Kesejahteraan Guru Honorer Tak Kunjung Selesai



Oleh : Ilma Kurnia P, S.P (Pemerhati Generasi)

Baru saja tepat pada tanggal 25 November 2019 diperingati sebagai hHari Guru Nasional, tetapi sungguh menyedihkan meski sudah 25 tahun Indonesia memperingati Hari Guru Nasional, kesejahteraan guru masih menjadi isu nasional yang tidak kunjung terselesaikan, seperti yang disampaiakn oleh Wakil Ketua Umum DPP Partai Gerindra Fadli Zon. Dikutip dari hidayatullah.com (26/11/19) 
 Fadli Zon menyampaikan “Dalam naskah pidato Mendikbud untuk memperingati Hari Guru tahun ini, saya melihat, kesejahteraan guru juga belum menjadi perhatian utama. Dari teks pidato yang beredar di media, saya perhatikan Mendikbud lebih banyak memberikan “arahan” ketimbang “penghargaan” kepada para guru. Padahal, semangat utama peringatan Hari Guru bertujuan agar semua pihak, terutama pemerintah, untuk menghormati, mengapresiasi, dan meningkatkan kesejahteraan guru”. Diketahui, peringatan Hari Guru Nasional secara resmi dimulai sejak tahun 1994 melalui Keputusan Presiden Nomor 78 Tahun 1994. Menurut Fadli, kunci pendidikan terletak pada kualitas tenaga pengajar. Hanya saja, hingga saat ini, pemerintah belum secara serius mengatasi problem kesejahteraan guru, terutama guru honorer. Padahal, Indonesia saat ini bisa dikatakan mengalami darurat guru. Berdasarkan data Kemendikbud, guru PNS saat ini berjumlah 1,3 juta orang. Sementara kebutuhan guru se-Indonesia mencapai 2.1 juta. Angka ini akan semakin meningkat, mengingat pada tahun ini terdapat 52 ribu guru PNS akan pensiun. 

Guru atau pengajar bukan hanya sekedar sebuah profesi. Tetapi bentuk wujud pengabdian diri untuk mencerdaskan para generasi yang bermanfaat untuk negeri.

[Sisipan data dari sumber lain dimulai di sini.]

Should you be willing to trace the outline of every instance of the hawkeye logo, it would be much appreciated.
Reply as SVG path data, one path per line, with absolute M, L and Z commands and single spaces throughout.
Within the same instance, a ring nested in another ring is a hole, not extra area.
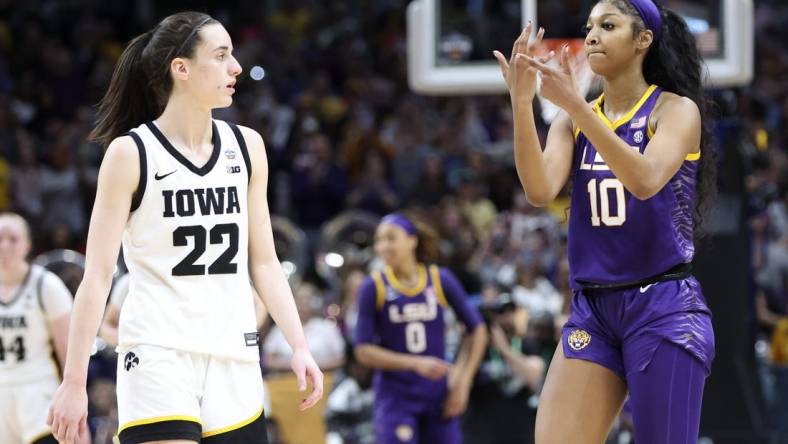
M 133 352 L 126 353 L 126 357 L 123 359 L 123 368 L 129 371 L 138 365 L 140 365 L 140 358 Z
M 241 172 L 241 167 L 238 165 L 231 165 L 227 167 L 227 174 L 235 174 L 240 172 Z

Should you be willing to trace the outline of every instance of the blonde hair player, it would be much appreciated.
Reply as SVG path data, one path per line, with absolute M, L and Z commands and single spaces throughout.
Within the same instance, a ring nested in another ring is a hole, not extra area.
M 66 358 L 71 292 L 54 273 L 30 264 L 29 253 L 27 222 L 17 214 L 0 214 L 0 442 L 4 444 L 55 442 L 46 412 Z
M 85 379 L 120 244 L 131 275 L 118 334 L 123 444 L 265 443 L 251 276 L 293 348 L 299 388 L 323 392 L 274 250 L 260 135 L 211 118 L 241 66 L 224 27 L 181 12 L 134 38 L 91 138 L 108 145 L 74 306 L 64 381 L 49 420 L 84 433 Z M 128 131 L 128 132 L 127 132 Z

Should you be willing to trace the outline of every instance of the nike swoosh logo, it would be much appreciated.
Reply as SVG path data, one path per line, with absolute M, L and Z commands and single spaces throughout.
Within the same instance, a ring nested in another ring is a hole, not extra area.
M 640 292 L 641 292 L 641 293 L 645 293 L 645 292 L 647 292 L 647 291 L 648 291 L 648 289 L 649 289 L 649 288 L 651 288 L 651 286 L 652 286 L 652 285 L 654 285 L 654 284 L 648 284 L 648 285 L 646 285 L 645 287 L 640 287 Z
M 156 173 L 156 174 L 153 176 L 153 178 L 154 178 L 154 179 L 156 179 L 156 180 L 162 180 L 162 179 L 164 179 L 165 177 L 169 176 L 170 174 L 173 174 L 173 173 L 175 173 L 176 171 L 178 171 L 178 170 L 173 170 L 173 171 L 170 171 L 169 173 L 167 173 L 167 174 L 164 174 L 164 175 L 162 175 L 162 176 L 159 176 L 159 173 L 157 172 L 157 173 Z

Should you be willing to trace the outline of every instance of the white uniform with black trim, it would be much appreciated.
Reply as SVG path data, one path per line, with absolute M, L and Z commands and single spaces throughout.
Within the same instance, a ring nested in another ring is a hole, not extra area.
M 167 420 L 199 422 L 210 436 L 262 410 L 249 156 L 237 127 L 220 120 L 200 167 L 155 123 L 129 134 L 141 170 L 123 234 L 130 281 L 118 334 L 121 438 L 129 427 Z
M 0 302 L 0 442 L 28 443 L 50 433 L 46 424 L 60 383 L 48 323 L 69 312 L 63 281 L 31 265 L 19 290 Z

Nilai esensi yang terkandung didalamnya adalah bahwa seorang guru memiliki tugas dalam menyebarluaskan ilmu yang bermanfaat dan tentunya hal ini dapat menjadi ladang pahala yang akan selalu mengalir meskipun sang guru nantinya sudah berpulang ke pangkuan Allah SWT. Tetapi di masa saat ini guru kian miris, terlebih bagi para guru yang berstatus sebagai guru honorer yang bekerja dengan penuh totalitas tetapi tak sedikitpun penghargaan yang pantas mereka dapatkan.  Bahkan untuk memperjuangkan jabatan mereka menjadi PNS (Pegawai Negeri Sipil) harus berjuang keras karena sampai saat ini masih tarik ulur tidak jelas. Di sisi lain KPK (Komisi Pemberantasan Korupsi) menyampaikan ketidaksetujuannya jika pemerintah memberlakukan kebijakan pengangkatan guru honorer tanpa pengujian kompetensi terlebih dahulu. Agus Rahardjo, ketua KPK, melontarkan pertanyaan pada masyarakat, layakkah guru yang kurang memiliki kompetensi mengajar anak Anda?. Padahal para guru honorer itu telah menjadi pendidik bagi anak bangsa selama belasan tahun. Dan bila mereka tidak lulus uji kompetensi, mereka tetap menjadi pendidik. 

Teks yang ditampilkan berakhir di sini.